The Urea Nitrogen assay is used for the quantitation of urea nitrogen in human serum, plasma, or urine. Measurements obtained by this device are used in diagnosis and treatment of certain renal and metabolic diseases.

Urea Nitrogen is an in vitro diagnostic assay for the quantitative determination of urea nitrogen in human serum, plasma, or urine. The Urea Nitrogen assay is a clinical chemistry assay in which the urea in the sample is hydrolyzed by urease to ammonia (NH3) and carbon dioxide (CO2). A second reaction, catalyzed by glutamate dehydrogenase (GLDH), converts ammonia and a-ketoglutarate to glutamate and water with the concurrent oxidation of reduced nicotinamide adenine dinucleotide (NADH) to nicotinamide adenine dinucleotide (NAD). Two moles of NADH are oxidized for each mole of urea present. The initial rate of decrease in absorbance at 340/380 nm is proportional to the urea concentration in the sample.

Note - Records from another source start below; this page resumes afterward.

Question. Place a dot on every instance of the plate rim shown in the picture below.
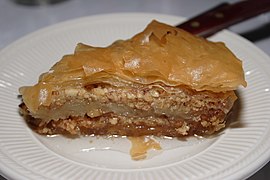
(241, 173)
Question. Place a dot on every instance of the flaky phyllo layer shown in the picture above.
(162, 73)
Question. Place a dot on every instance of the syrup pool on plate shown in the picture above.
(115, 152)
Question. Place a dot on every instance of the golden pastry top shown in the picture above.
(161, 53)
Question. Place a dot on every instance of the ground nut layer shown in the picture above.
(103, 109)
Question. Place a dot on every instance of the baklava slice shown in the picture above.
(163, 81)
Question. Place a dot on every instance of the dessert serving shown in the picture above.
(163, 82)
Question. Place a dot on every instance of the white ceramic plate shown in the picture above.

Here's a breakdown of the acceptance criteria and study information based on the provided 510(k) summary for the Urea Nitrogen assay:

1. Table of Acceptance Criteria and Reported Device Performance

The 510(k) summary for the Urea Nitrogen assay focuses on demonstrating "substantial equivalence" to a predicate device rather than defining specific, prescriptive acceptance criteria. Substantial equivalence implies that the performance of the new device is comparable to the predicate such that it can be marketed for the same intended use without raising new questions of safety or effectiveness.

Therefore, the "acceptance criteria" are implied by the performance of the predicate device and the new device's ability to demonstrate similar performance characteristics.

2. Sample Size Used for the Test Set and Data Provenance

• Sample Size: Not explicitly stated in the provided text for the method comparison or precision studies.
• Data Provenance: Not specified. It's common for such studies to use human serum, plasma, or urine samples, but the country of origin or whether they were retrospective or prospective is not mentioned.

3. Number of Experts Used to Establish Ground Truth for the Test Set and Qualifications of those Experts

This type of information is generally not applicable to in vitro diagnostic (IVD) assays that measure specific chemical analytes like urea nitrogen. The "ground truth" for these tests isn't established by expert consensus or interpretation of images, but rather by quantitative chemical methods. The comparison is made to a legally marketed predicate device, whose own performance characteristics (including accuracy against reference methods) would have been established previously.

4. Adjudication Method for the Test Set

Not applicable. As described above, this is a quantitative chemical assay, not one that involves human adjudication of diagnostic interpretations.

5. If a Multi-Reader Multi-Case (MRMC) Comparative Effectiveness Study was Done

No, a Multi-Reader Multi-Case (MRMC) comparative effectiveness study was not done. This type of study is relevant for imaging devices or AI-assisted diagnostic tools where human interpretation is a critical component, and the goal is to evaluate the impact of technology on reader performance. For a quantitative in vitro diagnostic assay, an MRMC study is not appropriate.

6. If a Standalone (i.e., algorithm only without human-in-the-loop performance) was Done

Yes, the performance characteristics described (method comparison, precision, linearity, sensitivity) are for the "algorithm only" or the device in standalone mode, as it's an automated in vitro diagnostic assay. There is no human-in-the-loop component in the direct measurement process of this device.

7. The Type of Ground Truth Used

The "ground truth" for this comparative study is the results obtained from the legally marketed predicate device, the Boehringer Mannheim® Urea Nitrogen assay on the Hitachi® 717 Analyzer. The new Urea Nitrogen assay's performance is compared directly against the results generated by this established predicate device.

8. The Sample Size for the Training Set

Not applicable. This is a traditional in vitro diagnostic assay, not a machine learning or AI-based device that requires a "training set" in the conventional sense. The "training" of the assay refers to its development and optimization by the manufacturer, but not through a data-driven machine learning process.

9. How the Ground Truth for the Training Set was Established

Not applicable, as there is no "training set" in the context of machine learning for this device. The accuracy and performance of the assay would be established internally by the manufacturer during product development using various analytical methods and potentially reference materials, but these are distinct from "ground truth" for a machine learning training set.